Altaghyeer: Agencies

War-torn Sudan is on a countdown to famine ignored by world leaders while humanitarian aid is only delaying deaths, Norwegian Refugee Council (NRC) chief Jan Egeland said on Saturday.

“we have the biggest humanitarian crisis on the planet in Sudan, the biggest hunger crisis, the biggest displacement crisis… and the world is giving it a shrug,” he told AFP in an interview from neighbouring Chad after a visit to Sudan this week.

Since April 2023, the Sudan is devastated by a war between the Sudanese Armed Forces, led by head of current status quo government Abdel-Fattah Al-Burhan, and paramilitary Rapid Support Forces led by his former deputy Mohamed Hamdan Daglo “Hemedti”.

Tens of thousands of civilians have been killed in the war, more than 11,000 have been displaced and nearly 26 million of people are suffering acute hunger.

The NRC says some 1.5 million people in Sudan are on the brink of famine.

“I met women barely surviving, eating one meal of boiled leaves a day,” Egeland said.

“The violence is tearing apart communities much faster than we can come in with aid,” Egeland said.

“As we struggle to keep up, our current resources are merely delaying deaths instead of preventing them.”

“It is beyond belief that we have a fraction of the interest now for Sudan’s crisis than we had 20 years ago for Darfur, when the crisis was actually much smaller,” Egeland said.

He said he detected a shift in the “international mood”, away from the kind of celebrity-driven campaigns that brought Hollywood star George Clooney to Darfur in the 2000s.

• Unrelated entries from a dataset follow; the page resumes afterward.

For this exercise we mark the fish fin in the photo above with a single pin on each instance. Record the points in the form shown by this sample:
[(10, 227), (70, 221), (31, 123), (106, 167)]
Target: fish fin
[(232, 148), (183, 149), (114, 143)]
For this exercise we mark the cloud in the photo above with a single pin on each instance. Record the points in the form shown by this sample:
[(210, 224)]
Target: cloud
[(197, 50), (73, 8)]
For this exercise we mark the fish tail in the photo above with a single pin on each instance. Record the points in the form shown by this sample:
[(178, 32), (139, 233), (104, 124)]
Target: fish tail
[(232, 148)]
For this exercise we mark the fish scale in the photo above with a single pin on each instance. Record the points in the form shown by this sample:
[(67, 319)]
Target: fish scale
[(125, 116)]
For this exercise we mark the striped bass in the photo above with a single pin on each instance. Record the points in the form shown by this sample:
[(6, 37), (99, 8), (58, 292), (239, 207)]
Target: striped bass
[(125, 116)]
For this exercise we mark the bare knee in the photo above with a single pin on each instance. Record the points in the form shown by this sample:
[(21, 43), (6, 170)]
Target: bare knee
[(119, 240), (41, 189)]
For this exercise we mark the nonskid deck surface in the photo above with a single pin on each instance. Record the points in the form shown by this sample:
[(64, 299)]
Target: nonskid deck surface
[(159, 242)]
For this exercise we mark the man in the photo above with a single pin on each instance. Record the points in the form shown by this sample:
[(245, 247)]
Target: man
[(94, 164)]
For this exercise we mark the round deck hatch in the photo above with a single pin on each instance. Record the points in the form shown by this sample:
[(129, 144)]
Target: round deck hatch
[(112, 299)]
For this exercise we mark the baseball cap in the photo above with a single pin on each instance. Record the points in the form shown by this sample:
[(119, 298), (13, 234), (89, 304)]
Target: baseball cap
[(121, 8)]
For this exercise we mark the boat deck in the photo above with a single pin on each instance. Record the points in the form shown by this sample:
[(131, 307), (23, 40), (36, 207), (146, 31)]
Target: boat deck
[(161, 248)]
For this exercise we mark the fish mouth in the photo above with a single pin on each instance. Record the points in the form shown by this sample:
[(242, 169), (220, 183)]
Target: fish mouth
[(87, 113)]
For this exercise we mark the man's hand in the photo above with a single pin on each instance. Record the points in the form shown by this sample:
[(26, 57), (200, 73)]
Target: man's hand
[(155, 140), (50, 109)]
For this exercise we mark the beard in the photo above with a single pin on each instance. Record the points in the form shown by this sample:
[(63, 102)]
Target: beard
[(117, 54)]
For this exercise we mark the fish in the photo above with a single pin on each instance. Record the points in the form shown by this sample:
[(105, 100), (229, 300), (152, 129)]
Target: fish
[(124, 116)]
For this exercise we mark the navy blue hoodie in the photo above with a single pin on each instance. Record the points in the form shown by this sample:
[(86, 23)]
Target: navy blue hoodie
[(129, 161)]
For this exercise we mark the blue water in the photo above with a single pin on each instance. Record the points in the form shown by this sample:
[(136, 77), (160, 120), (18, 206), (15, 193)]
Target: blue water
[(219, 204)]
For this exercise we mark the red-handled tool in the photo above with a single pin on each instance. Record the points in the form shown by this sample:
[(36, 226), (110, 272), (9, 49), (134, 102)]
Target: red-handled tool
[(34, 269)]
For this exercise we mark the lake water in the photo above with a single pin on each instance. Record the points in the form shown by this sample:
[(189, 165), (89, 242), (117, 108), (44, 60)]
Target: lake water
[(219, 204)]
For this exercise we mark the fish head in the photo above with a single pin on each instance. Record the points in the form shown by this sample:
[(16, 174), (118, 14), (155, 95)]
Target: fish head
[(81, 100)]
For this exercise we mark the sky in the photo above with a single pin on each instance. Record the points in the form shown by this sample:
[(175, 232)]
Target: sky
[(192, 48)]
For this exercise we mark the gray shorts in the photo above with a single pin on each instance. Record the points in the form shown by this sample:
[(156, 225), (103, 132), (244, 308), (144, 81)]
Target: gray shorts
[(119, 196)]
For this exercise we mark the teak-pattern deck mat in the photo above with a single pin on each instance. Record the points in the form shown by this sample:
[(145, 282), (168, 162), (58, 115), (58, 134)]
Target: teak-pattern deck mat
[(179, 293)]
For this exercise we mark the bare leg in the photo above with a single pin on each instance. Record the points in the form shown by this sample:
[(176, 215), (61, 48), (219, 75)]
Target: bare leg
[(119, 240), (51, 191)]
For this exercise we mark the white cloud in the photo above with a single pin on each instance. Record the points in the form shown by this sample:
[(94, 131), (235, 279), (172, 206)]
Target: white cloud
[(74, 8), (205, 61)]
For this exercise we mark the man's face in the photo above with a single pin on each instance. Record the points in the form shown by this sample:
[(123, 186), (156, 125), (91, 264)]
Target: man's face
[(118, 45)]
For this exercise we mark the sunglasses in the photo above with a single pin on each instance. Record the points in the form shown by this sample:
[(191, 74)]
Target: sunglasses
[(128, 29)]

“More nationalistic tendencies, more inward-looking,” he said of Western governments led by politicians compelled to “put my nation first, me first, not humanity first. It will come to haunt these short-sighted leaders, when those they failed to assist in their homeland join the tide of refugees and migrants headed north, Egeland warned.

Most of those displaced are in Darfur, where Egeland says the situation is “horrific and getting worse”.

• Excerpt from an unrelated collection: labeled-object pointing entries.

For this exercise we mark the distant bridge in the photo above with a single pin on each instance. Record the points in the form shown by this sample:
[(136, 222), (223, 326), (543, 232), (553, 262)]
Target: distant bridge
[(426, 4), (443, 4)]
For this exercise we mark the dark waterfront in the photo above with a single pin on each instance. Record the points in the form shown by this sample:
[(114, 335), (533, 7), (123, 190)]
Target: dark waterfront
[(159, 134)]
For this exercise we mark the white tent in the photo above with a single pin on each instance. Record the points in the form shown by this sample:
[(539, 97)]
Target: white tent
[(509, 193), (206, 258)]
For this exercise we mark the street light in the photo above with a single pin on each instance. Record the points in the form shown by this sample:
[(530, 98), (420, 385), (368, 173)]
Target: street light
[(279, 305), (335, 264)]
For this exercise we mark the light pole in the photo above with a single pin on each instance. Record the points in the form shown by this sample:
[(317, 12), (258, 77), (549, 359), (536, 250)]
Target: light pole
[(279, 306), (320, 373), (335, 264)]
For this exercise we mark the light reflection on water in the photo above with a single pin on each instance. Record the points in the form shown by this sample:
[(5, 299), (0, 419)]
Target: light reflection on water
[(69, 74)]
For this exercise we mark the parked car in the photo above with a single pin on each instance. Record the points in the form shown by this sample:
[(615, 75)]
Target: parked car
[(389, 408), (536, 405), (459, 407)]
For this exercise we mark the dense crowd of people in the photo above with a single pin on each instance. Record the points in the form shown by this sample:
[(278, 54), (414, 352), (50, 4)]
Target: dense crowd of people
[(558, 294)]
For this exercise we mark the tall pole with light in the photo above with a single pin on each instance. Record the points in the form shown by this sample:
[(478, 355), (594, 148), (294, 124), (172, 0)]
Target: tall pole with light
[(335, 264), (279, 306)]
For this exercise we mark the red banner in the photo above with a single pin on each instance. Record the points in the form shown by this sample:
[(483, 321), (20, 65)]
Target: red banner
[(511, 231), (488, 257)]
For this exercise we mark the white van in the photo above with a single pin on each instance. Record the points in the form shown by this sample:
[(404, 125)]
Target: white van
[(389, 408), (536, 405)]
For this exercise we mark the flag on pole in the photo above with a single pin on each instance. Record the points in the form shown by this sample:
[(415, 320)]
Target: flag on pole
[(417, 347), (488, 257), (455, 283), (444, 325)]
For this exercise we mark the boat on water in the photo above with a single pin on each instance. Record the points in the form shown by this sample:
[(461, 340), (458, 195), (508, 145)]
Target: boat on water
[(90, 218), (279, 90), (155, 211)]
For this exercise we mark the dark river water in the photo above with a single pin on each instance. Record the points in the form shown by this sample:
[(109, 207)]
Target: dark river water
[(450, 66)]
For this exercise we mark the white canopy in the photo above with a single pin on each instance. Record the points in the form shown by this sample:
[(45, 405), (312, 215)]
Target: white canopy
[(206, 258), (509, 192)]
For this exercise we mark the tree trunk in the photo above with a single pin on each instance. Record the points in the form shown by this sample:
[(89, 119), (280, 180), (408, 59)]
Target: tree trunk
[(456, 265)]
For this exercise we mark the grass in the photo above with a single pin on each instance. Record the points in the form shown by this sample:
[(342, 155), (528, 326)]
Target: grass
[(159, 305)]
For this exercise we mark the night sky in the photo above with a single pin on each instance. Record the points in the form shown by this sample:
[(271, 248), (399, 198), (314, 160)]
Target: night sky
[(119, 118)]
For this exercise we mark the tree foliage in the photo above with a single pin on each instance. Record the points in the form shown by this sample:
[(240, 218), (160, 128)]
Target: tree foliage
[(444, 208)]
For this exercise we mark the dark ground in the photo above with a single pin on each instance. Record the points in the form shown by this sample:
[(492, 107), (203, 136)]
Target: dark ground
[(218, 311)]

But even areas spared the devastation of war “are bursting at the seams,” Egeland said.

Across the army-controlled east, camps, schools and other public buildings are filled with displaced people left to fend for themselves.

On the outskirts of Port Sudan, the Red Sea city where the army-backed government and UN agencies are now based, Egeland said he visited a school sheltering more than 3,700 displaced people where mothers were unable to feed their children.

“How come next door to the easiest accessible part of Sudan… there is starvation?” he asked.

According to the UN, both sides are using hunger as a weapon of war. Authorities routinely impede access with bureaucratic hurdles, while paramilitary fighters have threatened and attacked aid workers.

“The ongoing starvation is a man-made tragedy… Each delay, every blocked truck, every authorisation delayed is a death sentence for families who can’t wait another day for food, water and shelter,” Egeland said.

But in spite of all the obstacles, “it is possible to reach all corners of Sudan,” he said, calling on donors to increase funding and aid organisations to have more “guts”.

“Parties to conflicts specialise in scaring us and we specialise in being scared,” he said, urging UN and other agencies to be tougher and demand access.